紀樂山心中也是有些懵的,只能強笑著回復眾人。
「就是不知道紀家哪位千金被陸家給看上了呢?」有好事者酸溜溜的問道。
「這還用說麼,肯定是我。」一名身材火爆長相嬌媚的紀家女孩子挺了挺胸口道。
「明明是我好吧!我前幾天認識一個出手闊綽的少爺,我們相談甚歡,說不定他就是陸家神秘的少爺呢。」
紀家幾個女孩子當仁不讓,碰見這種事情哪裡還顧得上矜持?
紀雪雨自然是越聽越難受,但也知道自己沒有資格參與她們的話題,畢竟自己已經是有夫之婦。
雖然無夫妻之實,但終究有著夫妻之名。
陸家那位貴少,哪會看得上她這個人婦?
陸楓低著頭一言不發,他的表情帶著一股冷峻。
前所未有的冷峻,甚至帶上了一股冰冷。
他們不知道陸家是何方神聖,但陸楓怎能不知道?
想用這種方式補償自己,讓自己回心轉意回歸陸家麼?
但,你們以為這些東西,就能讓我陸楓回頭麼?你們錯了。
並且,陸楓已經想到了,為什麼自己選中的貔貅被調換了,這也一定是陸家的手段吧?
「別說了。」紀樂山呵斥眾人,畢竟此時很多外人都在場呢,多少還是要注意一些。
「各位先在這裡稍作休息,我要將眼前的事情處理一下。」
隨後,紀樂山又對這些江南富豪拱手招呼,重新將紀家眾人召集到了房間中。
眾人來到房間中,說話更是毫不遮掩,期間還夾雜著對紀雪雨和陸楓的嘲諷。
紀雪雨自然是越聽越難受,但也知道自己沒有資格參與她們的話題,畢竟自己已經是有夫之婦。
雖然無夫妻之實,但終究有著夫妻之名。陸家那位貴少,哪會看得上她這個人婦?
「哎呀爸,你看這漢白玉貔貅,它能賑災辟邪,安風水促姻緣,實在是極品中的極品啊!」紀鴻宇手掌摸著漢白玉貔貅,忍不住一陣誇讚。

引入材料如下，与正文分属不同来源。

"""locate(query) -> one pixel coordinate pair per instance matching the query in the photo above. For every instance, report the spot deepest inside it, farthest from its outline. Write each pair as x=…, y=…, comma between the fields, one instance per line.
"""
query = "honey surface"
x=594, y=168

看他現在的樣子,儼然是已經忘了,之前說陸楓那貔貅是凶獸的時候了。
「是啊。」紀樂山也是一陣開懷,但隨後,眾人就發現了一件尷尬的事情。
因為這漢白玉貔貅,竟然跟陸楓送來的那隻貔貅,一模一樣!
無論是造型還是材質,還是那種溫涼的觸感,都是分毫不差!
怎麼看,都怎麼像是一對。
東西都是一樣的,但就是因為來自不同人之手,那價值也是不一樣的。
「這貔貅跟陸楓的那件……」紀雪雨欲言又止。
「跟陸楓有什麼關係?你莫不是以為,陸楓送來的垃圾,也能跟這漢白玉貔貅相比吧?」
「陸楓那件不知道哪裡買來的地攤貨呢。」紀鴻宇直接將紀雪雨的話語打斷。
「是啊,我在地攤買來的。」陸楓懶得解釋。
「都不用說了,陸家既然送來了彩禮,就肯定還有下文。」
「那人不是說了嗎,陸家小少爺到時候會親自過來,這件事暫時不談。」紀樂山位高權重一錘定音,眾人自無不可。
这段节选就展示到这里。